Updated: Moon Drop Review

Moon Drop version 1.0.1 recently dropped, addressing one of our main issues: Twitter spam. Now you can choose to make your tweets public or private so that your followers don’t get messages. This is a great improvement over the former system, and we are happy the developer addressed it.

The update also comes with some new humorous colonist sayings, and a few other fixes. While our score remains the same, we still wholeheartedly recommend Moon Drop.

We have played a lot of games, but not one has been quite like Moon Drop. It’s one of those simple yet unique concepts that require a surprising amount of control of the iPhone’s touch interface. Yet, some oversights keep it just shy of our top score.

In Moon Drop, you land lunar pods onto a platform located on the bottom of the screen (or the Moon, if you will). You can control their speed and movement by tapping anywhere on the screen. The pods will then move in the opposite direction. Keeping your finger beneath the pods for a period of time will thrust them up, while quicker taps keep them falling, but at a slower pace. Also, the effect you have on them depends on the distance between the pod and your finger. In short, there are a lot of factors that go into the physics and controls.

However, there are some twists.
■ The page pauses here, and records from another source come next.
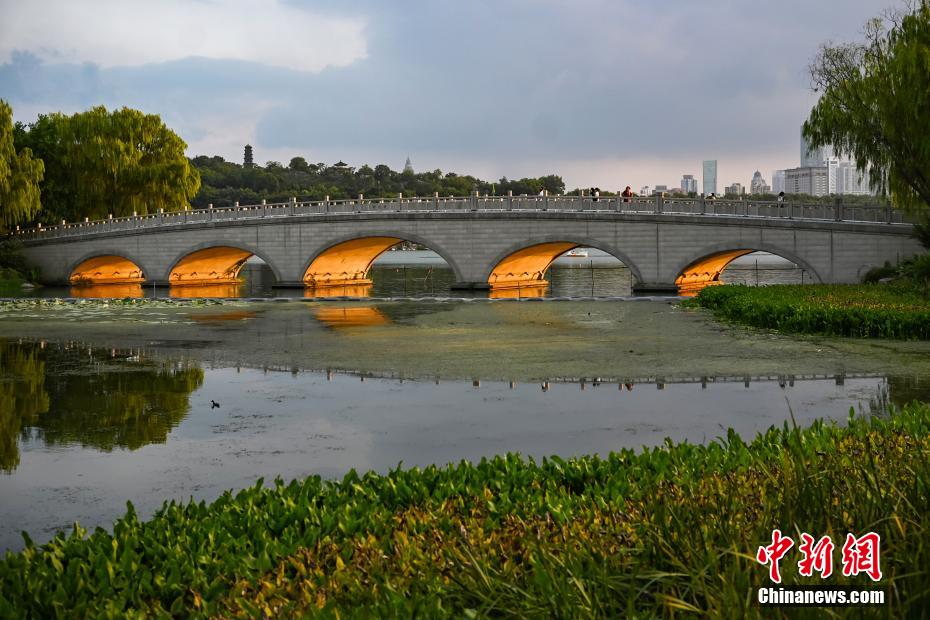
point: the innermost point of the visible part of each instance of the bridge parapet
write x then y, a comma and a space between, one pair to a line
558, 203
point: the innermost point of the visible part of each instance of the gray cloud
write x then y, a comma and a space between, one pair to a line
505, 82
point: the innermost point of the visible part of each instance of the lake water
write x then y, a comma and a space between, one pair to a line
103, 403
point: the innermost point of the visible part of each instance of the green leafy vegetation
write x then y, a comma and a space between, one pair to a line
865, 311
873, 104
20, 175
656, 532
226, 182
101, 162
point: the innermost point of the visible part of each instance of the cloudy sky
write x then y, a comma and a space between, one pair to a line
603, 92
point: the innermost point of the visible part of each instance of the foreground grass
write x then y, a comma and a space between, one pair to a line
863, 310
657, 532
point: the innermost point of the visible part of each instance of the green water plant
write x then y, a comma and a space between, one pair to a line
862, 311
660, 531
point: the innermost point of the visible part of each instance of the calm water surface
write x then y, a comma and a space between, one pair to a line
100, 404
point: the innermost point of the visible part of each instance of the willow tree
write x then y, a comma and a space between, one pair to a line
100, 162
20, 175
875, 104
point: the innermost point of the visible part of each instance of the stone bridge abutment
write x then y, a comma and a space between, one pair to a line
485, 247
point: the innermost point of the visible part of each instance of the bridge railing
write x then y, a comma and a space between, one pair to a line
549, 203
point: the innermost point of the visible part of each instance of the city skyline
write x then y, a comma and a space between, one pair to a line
300, 78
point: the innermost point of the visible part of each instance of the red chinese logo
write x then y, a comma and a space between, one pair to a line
860, 555
773, 554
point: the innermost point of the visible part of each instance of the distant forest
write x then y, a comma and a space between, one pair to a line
223, 183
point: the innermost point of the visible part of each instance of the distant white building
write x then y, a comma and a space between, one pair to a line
710, 176
810, 180
851, 181
778, 181
688, 184
758, 185
842, 176
736, 189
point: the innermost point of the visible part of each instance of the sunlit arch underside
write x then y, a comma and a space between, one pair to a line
350, 317
527, 267
706, 271
216, 265
347, 262
109, 269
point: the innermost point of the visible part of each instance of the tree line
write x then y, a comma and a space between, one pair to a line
872, 107
225, 182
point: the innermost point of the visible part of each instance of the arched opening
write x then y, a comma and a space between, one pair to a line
107, 276
347, 263
743, 266
527, 267
566, 268
380, 266
218, 265
108, 269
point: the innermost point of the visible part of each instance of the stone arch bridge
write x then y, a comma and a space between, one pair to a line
488, 242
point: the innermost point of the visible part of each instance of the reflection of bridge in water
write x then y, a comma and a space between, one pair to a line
490, 242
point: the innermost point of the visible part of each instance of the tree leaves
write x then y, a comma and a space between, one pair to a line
118, 162
875, 105
20, 175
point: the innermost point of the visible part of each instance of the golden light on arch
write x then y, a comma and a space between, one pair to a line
706, 271
527, 267
347, 263
216, 265
107, 269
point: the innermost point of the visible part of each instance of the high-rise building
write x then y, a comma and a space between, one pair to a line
850, 181
814, 157
758, 184
778, 181
810, 180
710, 176
688, 184
736, 189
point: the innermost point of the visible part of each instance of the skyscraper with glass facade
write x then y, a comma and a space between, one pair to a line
710, 176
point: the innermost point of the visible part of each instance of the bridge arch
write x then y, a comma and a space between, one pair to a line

Any time you do not touch the screen the pods descend at an increasingly faster rate, and if they crash into the ground at a high enough velocity, they will explode. Also, missing the platform also spells out death. If you cause three pods to explode, it’s game over.

Each set of pods comes down in a wave, and each one is increasingly difficult. At the start of the game, you are only responsible for one or two pods, but they quickly come down in groups of six or more. There are also bonus waves, which include more difficult formations than what you’ve seen up to that point in the game, but failing to land pods does not result in a penalty.

Gently, now, gently!

After each wave, you are given a humorous remark or space joke from an astronaut, and your score. The scoring system includes the number of pods landed, a group bonus (how many pods you can land together), and a target bonus (how many pods you land in the center of the platform). This means that seasoned players will be able to rack up a greater score in less time by collecting bonus scores, which is great for those hunting for high scores.

One thing we feel was a missed opportunity for Moon Drop was an option for multitouch controls. While we understand this was likely a design choice, being able to use more than one finger at a time could make the game even more engaging and intuitive. For example, we would love to be able to pinch underneath a pod to shoot it back into the air or make a wall to keep the pods in a straight line.

A major oversight we found in the game was the online scoring, which uses Twitter. The idea is that you can tweet your score and it will appear on the high score list. However, this causes ‘spam” to your followers, something which can be quite problematic. Also, not everybody has a Twitter account so the range of users able to use online scoring is limited. We hope that NimbleBit goes the route of true online scoring in a future update.

Even with these issues, Moon Drop is still a worthwhile purchase for the current asking price of $0.99.